Users Generate Content (UGC) is a new way users use the internet, i.e., changing from originally giving priority to download to both of download and upload important. For example, community network, Video sharing, blog and so on are the main application forms of the UGC. With the continuous development of the global Internet business, the UGC business is rising, and causes widespread concern in the industry.
Since data is generated by users, mass users give birth to a massive amount of data, and bring a massive amount of reading/writing at the same time. How to store these data, how to provide high concurrent read/write services, are problems necessarily faced in the field.
FIG. 1 shows a system architecture diagram of an existing distributed data storage system, which includes a storage identifier (ID) assignment system (or named as ID number release system) 120 and a data storage system 130.
The storage identifier assignment system 120 is responsible for assigning a storage identifier for data to be stored when a storage requester requests for storing the data. The storage identifier assignment system 120 ensures globally unique of the storage identifiers, and let the storage identifiers have a certain degree of randomness in one or some storage identifier segments (in some number segment ranges), this ensures to some extent the load balancing of the data storage system 130.
The data storage system 130 is responsible for storing data and providing read/write services, and includes an interface machine process module 131, a plurality of service process modules 132 and a plurality of storage modules 133. The interface machine process module is configured to receive read and write requests containing a storage identifier, and distribute the read and write requests to corresponding service process module 132, and shield details of configurations of the service process module 132; each service process module 132 is responsible for data storage in one or some storage identifier segments, and receives a storage request containing the storage identifier sent by the interface machine process module 131, provides read/write services of these data, and responds a successful response to the storage requester 110 after the data is stored successfully; the storage module 133 is configured to store and read/write data according to the instruction of the service process module 132.
FIG. 2 is a schematic flow chart of an existing distributed data storage method.
Referring to FIG. 2, when adding a new data, the above distributed data storage method includes the following steps:                Step 210: the storage identifier assignment system assigns a unique storage identifier for the data to be stored;        Step 220: the storage requester submits a request containing data to the interface machine process module according to the assigned storage identifier;        Step 230: the interface machine process module forwards the storage request to corresponding service process module according to a storage identifier segment which the storage identifier belongs to;        Step 240: the service process module instructs the storage module to store data according to the storage identifier, and responds a successful response to the storage requester.        
Moreover, when reading data, the above distributed data storage method can also include the following steps: the storage requester submits a read request containing a storage identifier to the interface machine process module, the interface machine process module distributes the read request to corresponding service process module according to a storage identifier segment which the storage identifier belongs to, the service process module instructs the storage module to return the data to the storage requester according to the storage identifier.
Further, when writing data, the above distributed data storage method can also include the following steps: the storage requester submits a write request containing a storage identifier and content to be modified to the interface machine process module, the interface machine process module distributes the write request to corresponding service process module according to a storage identifier segment which the storage identifier belongs to, the service process module instructs the storage module to write into the modified content.
The above distributed data storage system has the following disadvantages:                1. The coupling is high.
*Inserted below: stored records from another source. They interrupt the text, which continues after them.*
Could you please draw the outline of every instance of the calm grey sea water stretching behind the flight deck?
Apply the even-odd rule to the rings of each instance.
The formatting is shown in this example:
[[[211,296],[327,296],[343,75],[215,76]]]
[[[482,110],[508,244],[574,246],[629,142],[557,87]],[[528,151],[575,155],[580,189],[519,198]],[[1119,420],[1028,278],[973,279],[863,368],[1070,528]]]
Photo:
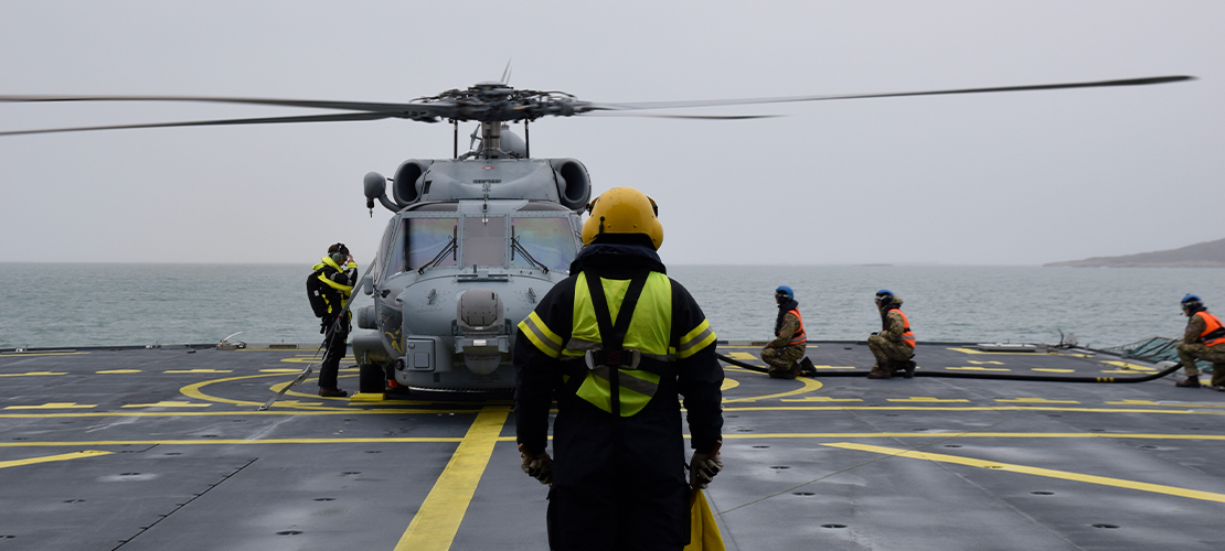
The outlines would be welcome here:
[[[307,266],[0,263],[0,349],[217,343],[315,343]],[[1105,348],[1178,337],[1178,300],[1225,312],[1225,269],[958,266],[671,266],[720,339],[771,338],[774,288],[795,290],[809,339],[878,331],[872,299],[904,300],[919,340]],[[354,307],[371,304],[359,295]]]

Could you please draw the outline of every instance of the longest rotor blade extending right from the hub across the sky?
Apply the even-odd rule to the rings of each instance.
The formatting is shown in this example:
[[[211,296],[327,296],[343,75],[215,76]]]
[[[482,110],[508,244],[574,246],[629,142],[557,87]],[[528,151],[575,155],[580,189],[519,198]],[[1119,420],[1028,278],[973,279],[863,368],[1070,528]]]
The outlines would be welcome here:
[[[1161,77],[1144,77],[1144,78],[1125,78],[1116,81],[1001,86],[992,88],[956,88],[956,89],[935,89],[935,91],[921,91],[921,92],[786,96],[777,98],[742,98],[742,99],[699,99],[690,102],[588,103],[583,105],[583,108],[587,111],[598,111],[598,110],[624,111],[624,110],[638,110],[638,109],[676,109],[676,108],[722,107],[722,105],[753,105],[763,103],[823,102],[829,99],[900,98],[908,96],[947,96],[947,94],[976,94],[976,93],[989,93],[989,92],[1028,92],[1028,91],[1040,91],[1040,89],[1066,89],[1066,88],[1102,88],[1112,86],[1145,86],[1145,84],[1164,84],[1167,82],[1191,81],[1194,78],[1196,77],[1192,76],[1178,75],[1178,76],[1161,76]]]

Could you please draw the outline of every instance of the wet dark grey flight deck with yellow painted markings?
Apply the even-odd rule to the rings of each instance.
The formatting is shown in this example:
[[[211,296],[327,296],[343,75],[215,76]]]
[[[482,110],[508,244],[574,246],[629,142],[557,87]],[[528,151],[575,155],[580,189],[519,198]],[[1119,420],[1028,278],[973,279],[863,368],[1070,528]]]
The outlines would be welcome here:
[[[862,344],[813,343],[818,370]],[[720,353],[753,365],[752,347]],[[545,549],[508,395],[350,402],[310,351],[0,354],[0,550]],[[1134,377],[1139,361],[920,344],[920,372]],[[1143,383],[771,380],[726,367],[733,550],[1220,550],[1225,393]],[[356,370],[341,371],[356,388]],[[296,392],[303,389],[304,392]],[[451,465],[447,468],[447,465]]]

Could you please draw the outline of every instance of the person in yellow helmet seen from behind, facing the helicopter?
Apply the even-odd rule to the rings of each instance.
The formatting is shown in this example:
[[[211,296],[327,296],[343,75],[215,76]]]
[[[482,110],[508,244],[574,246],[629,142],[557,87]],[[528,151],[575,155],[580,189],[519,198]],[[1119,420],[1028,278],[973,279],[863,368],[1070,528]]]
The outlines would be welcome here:
[[[521,468],[551,485],[550,549],[680,551],[691,492],[723,468],[715,334],[665,274],[654,201],[614,187],[588,213],[571,276],[518,326]],[[693,448],[687,480],[679,397]]]

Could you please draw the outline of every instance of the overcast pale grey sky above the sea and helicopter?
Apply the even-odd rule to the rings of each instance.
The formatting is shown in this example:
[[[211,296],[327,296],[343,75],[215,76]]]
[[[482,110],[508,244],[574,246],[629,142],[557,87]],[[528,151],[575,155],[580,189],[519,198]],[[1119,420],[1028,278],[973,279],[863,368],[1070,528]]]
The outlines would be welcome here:
[[[534,122],[534,156],[658,201],[668,263],[1036,264],[1225,238],[1221,1],[0,4],[0,94],[402,102],[507,61],[512,86],[594,102],[1199,77]],[[300,113],[0,104],[0,130]],[[361,178],[450,157],[451,132],[0,137],[5,260],[310,263],[342,240],[364,264],[390,213],[369,217]]]

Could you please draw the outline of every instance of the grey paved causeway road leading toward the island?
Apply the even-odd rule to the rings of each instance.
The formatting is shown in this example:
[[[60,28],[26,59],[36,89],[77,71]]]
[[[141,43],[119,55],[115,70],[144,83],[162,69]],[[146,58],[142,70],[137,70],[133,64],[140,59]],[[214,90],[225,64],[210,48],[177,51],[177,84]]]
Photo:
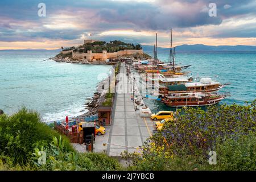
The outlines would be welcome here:
[[[121,64],[120,73],[124,73],[118,80],[118,93],[114,103],[114,118],[110,126],[108,145],[106,148],[109,156],[120,156],[122,151],[133,152],[138,146],[151,136],[154,123],[149,118],[141,118],[139,111],[135,111],[131,101],[131,89],[126,77],[125,64]],[[105,138],[106,139],[106,138]],[[97,142],[96,142],[97,143]]]

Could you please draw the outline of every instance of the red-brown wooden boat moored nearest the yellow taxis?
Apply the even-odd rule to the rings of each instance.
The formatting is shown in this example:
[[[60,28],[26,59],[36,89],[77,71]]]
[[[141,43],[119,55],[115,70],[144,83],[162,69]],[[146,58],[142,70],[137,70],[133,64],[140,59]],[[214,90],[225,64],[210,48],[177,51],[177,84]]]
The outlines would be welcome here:
[[[183,106],[208,106],[218,104],[224,100],[226,94],[209,94],[203,92],[174,94],[172,96],[163,97],[161,102],[170,107]]]

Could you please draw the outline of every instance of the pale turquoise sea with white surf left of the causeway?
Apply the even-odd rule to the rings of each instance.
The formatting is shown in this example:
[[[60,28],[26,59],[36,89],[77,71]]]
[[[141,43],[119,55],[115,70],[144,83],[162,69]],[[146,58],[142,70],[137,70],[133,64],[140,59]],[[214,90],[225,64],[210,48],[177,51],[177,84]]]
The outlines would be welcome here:
[[[0,109],[13,114],[22,106],[37,110],[45,121],[85,112],[92,97],[110,73],[109,65],[55,63],[46,60],[56,51],[0,51]]]

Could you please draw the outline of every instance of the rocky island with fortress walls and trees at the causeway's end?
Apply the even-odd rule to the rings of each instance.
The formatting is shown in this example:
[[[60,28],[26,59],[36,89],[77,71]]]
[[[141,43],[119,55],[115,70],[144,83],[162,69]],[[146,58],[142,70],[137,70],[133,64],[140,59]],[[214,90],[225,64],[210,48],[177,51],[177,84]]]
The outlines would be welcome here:
[[[58,55],[51,58],[56,62],[80,64],[110,64],[113,59],[151,59],[143,52],[140,44],[124,43],[120,40],[106,43],[100,40],[84,40],[78,47],[63,48]]]

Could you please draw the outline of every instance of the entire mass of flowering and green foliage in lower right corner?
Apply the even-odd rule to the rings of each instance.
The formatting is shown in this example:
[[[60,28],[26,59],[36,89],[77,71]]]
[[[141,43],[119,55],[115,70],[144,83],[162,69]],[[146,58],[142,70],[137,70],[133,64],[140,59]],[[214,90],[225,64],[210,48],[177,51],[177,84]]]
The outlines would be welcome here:
[[[255,170],[255,103],[179,110],[140,153],[123,157],[135,170]],[[216,165],[208,163],[209,151],[216,151]]]

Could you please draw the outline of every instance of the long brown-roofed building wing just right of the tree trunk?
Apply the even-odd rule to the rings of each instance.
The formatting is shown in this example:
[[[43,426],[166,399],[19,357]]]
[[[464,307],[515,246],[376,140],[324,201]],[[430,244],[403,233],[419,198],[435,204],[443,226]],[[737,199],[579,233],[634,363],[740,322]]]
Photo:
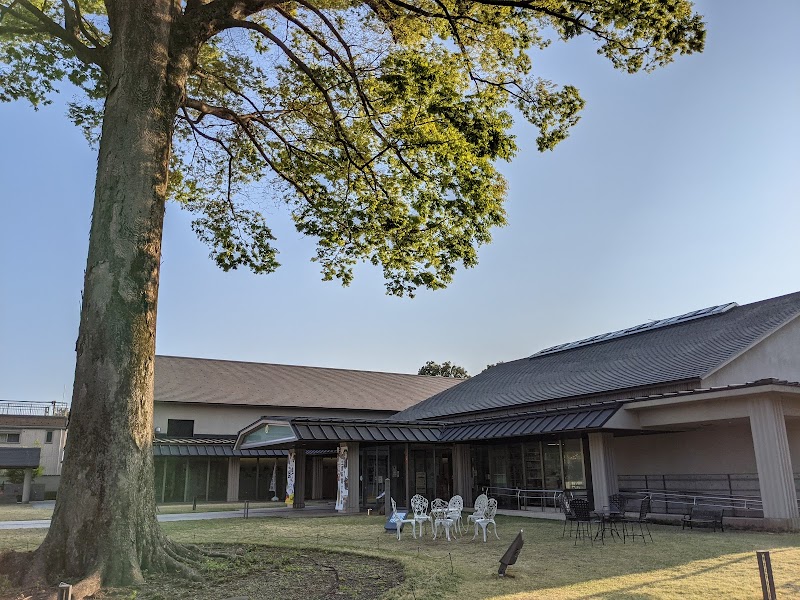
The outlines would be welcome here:
[[[157,356],[155,485],[159,502],[286,497],[286,449],[236,449],[262,417],[385,419],[461,380]],[[335,499],[336,443],[304,457],[309,499]],[[274,488],[274,489],[271,489]]]

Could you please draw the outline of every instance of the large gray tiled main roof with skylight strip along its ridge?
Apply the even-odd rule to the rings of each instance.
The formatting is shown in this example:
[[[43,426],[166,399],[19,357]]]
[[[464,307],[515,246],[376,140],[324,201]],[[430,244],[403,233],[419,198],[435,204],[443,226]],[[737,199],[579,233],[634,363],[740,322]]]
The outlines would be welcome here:
[[[800,314],[800,292],[492,367],[392,419],[434,419],[697,381]],[[641,391],[637,394],[641,395]]]

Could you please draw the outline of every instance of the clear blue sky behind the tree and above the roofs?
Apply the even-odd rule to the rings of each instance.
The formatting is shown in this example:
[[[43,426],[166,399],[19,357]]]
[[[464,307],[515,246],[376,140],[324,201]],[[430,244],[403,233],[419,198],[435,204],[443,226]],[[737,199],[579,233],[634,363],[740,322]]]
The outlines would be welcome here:
[[[167,210],[161,354],[416,372],[487,363],[648,319],[800,290],[800,3],[698,2],[707,50],[625,75],[589,39],[534,56],[588,104],[572,136],[502,165],[509,225],[452,286],[320,280],[275,205],[282,267],[223,273]],[[0,399],[71,395],[95,153],[64,118],[0,105]],[[64,390],[66,389],[66,393]]]

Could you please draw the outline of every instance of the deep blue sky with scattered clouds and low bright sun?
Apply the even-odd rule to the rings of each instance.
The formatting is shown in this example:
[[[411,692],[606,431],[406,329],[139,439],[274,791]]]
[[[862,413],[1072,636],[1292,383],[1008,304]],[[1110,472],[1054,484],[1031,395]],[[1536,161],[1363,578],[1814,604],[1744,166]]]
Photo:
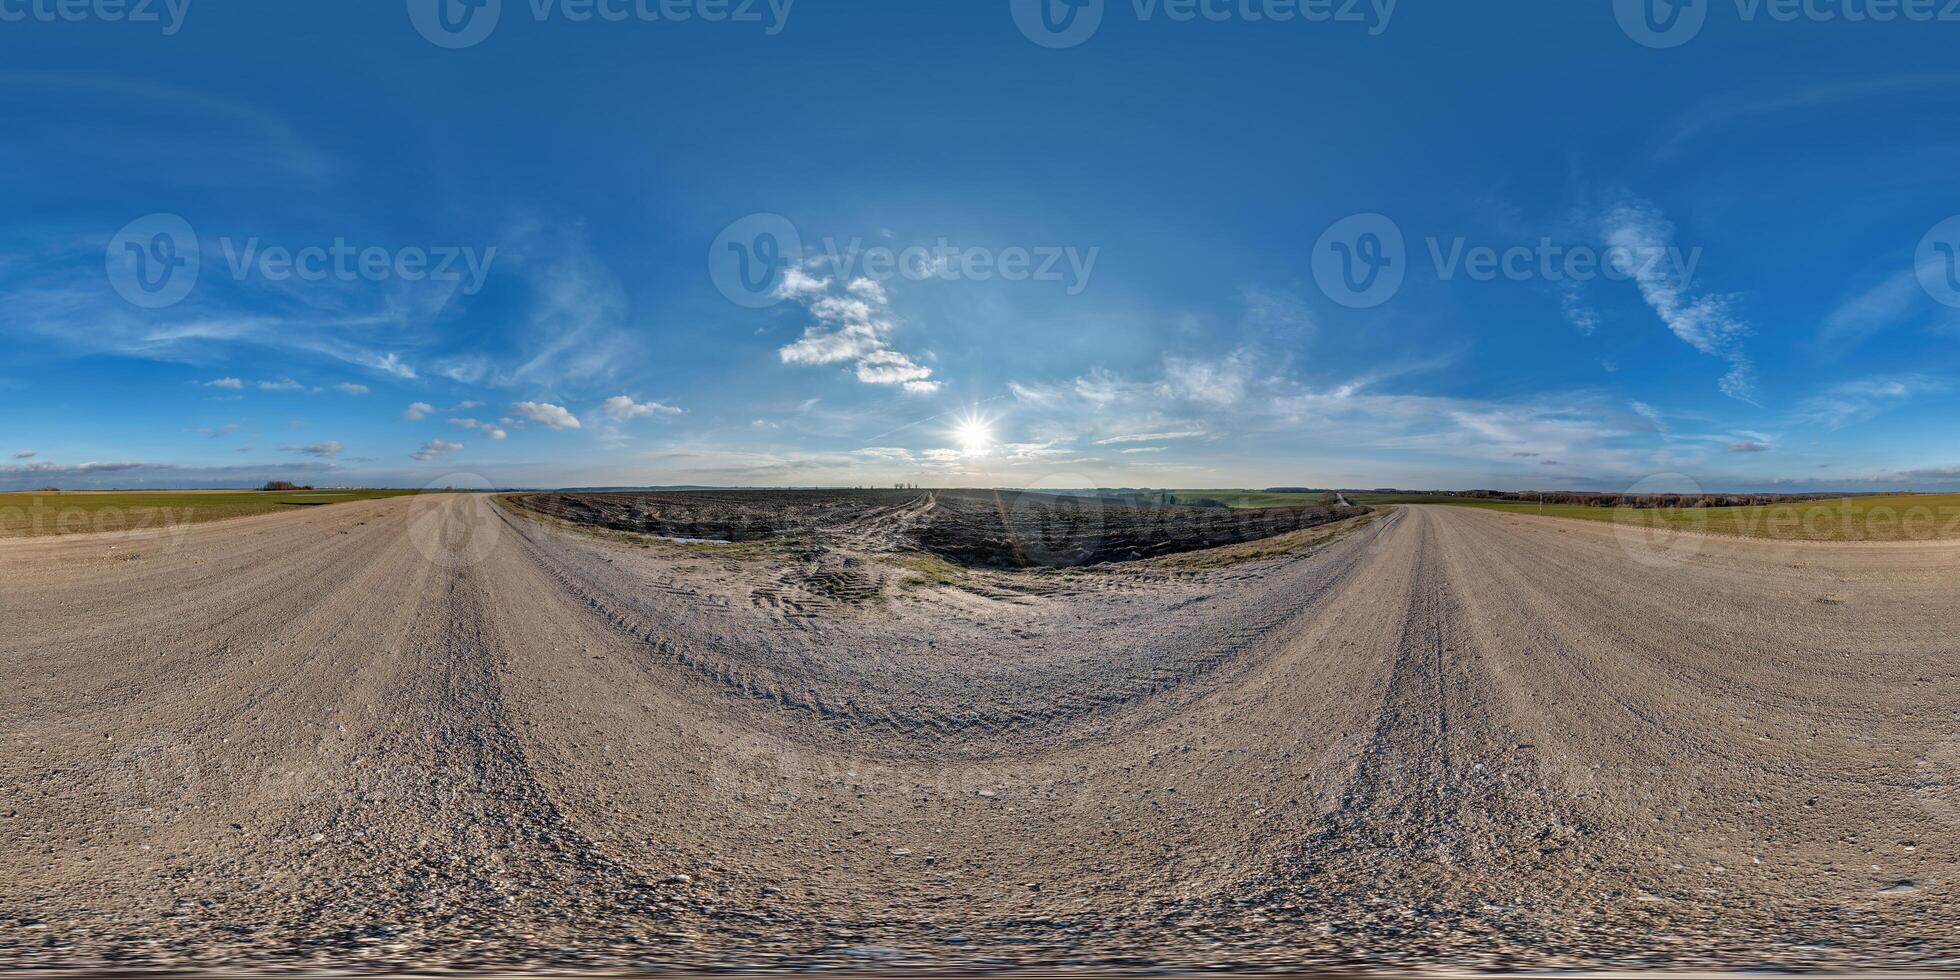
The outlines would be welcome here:
[[[0,488],[1954,490],[1954,51],[1921,0],[0,0]]]

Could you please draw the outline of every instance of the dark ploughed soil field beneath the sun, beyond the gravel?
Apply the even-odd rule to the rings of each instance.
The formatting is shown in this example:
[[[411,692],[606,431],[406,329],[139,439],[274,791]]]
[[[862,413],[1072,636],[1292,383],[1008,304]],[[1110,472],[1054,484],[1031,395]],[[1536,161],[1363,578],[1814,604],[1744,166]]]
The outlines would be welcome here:
[[[1017,490],[755,490],[525,494],[551,517],[704,541],[855,537],[878,527],[898,549],[984,568],[1066,568],[1258,541],[1368,508],[1180,508]],[[894,517],[904,517],[894,521]]]

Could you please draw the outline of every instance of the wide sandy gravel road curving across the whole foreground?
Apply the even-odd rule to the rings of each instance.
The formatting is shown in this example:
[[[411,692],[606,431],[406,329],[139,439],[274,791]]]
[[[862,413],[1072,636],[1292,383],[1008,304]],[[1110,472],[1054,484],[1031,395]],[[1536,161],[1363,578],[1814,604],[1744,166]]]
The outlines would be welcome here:
[[[1409,508],[866,598],[472,496],[6,541],[0,962],[1950,964],[1960,549],[1637,555]]]

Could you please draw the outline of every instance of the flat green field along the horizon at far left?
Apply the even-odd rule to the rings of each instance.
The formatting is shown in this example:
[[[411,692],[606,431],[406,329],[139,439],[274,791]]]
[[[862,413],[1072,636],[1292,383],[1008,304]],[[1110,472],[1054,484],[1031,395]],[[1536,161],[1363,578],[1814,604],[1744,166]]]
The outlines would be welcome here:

The data storage system has dependent relationship with the storage identifier assignment system. First, the storage identifier assignment system needs to ensure the uniformity and of the storage logo and randomness of storage identifiers, once randomness of the storage identifier assignment system is broken, it may result in that one process performed by one service process module is crushed due to a sudden increase of the amount of write requests; when there is single point of failure in the storage identifier assignment system, the storage request of the whole distributed data storage system cannot be completed.        2. The design is complex. Two systems are equally important, in order to guarantee the normal external services, both of the two need a variety of disaster recovery designs.        3. The coupling and the design complexity directly cause an increase of the operation and maintenance costs.        4. There is single point of failure for new requests. When one process performed by one service process module is hung up, the new requests for a storage identifier segment for which the service process module is responsible will fail.        5. The bandwidth cost is increased. Every time new data is added, it is needed to obtain a storage identifier before the actual storage can be performed, there is one interaction more than the direct storage, and the bandwidth cost is doubled.        
Thus, a simple, efficient, low-cost storage service model is needed to solve the above technical problem, to provide stable, high concurrent mass data storage and read/write services for users. Such a storage service model will bring significant change in the technical field.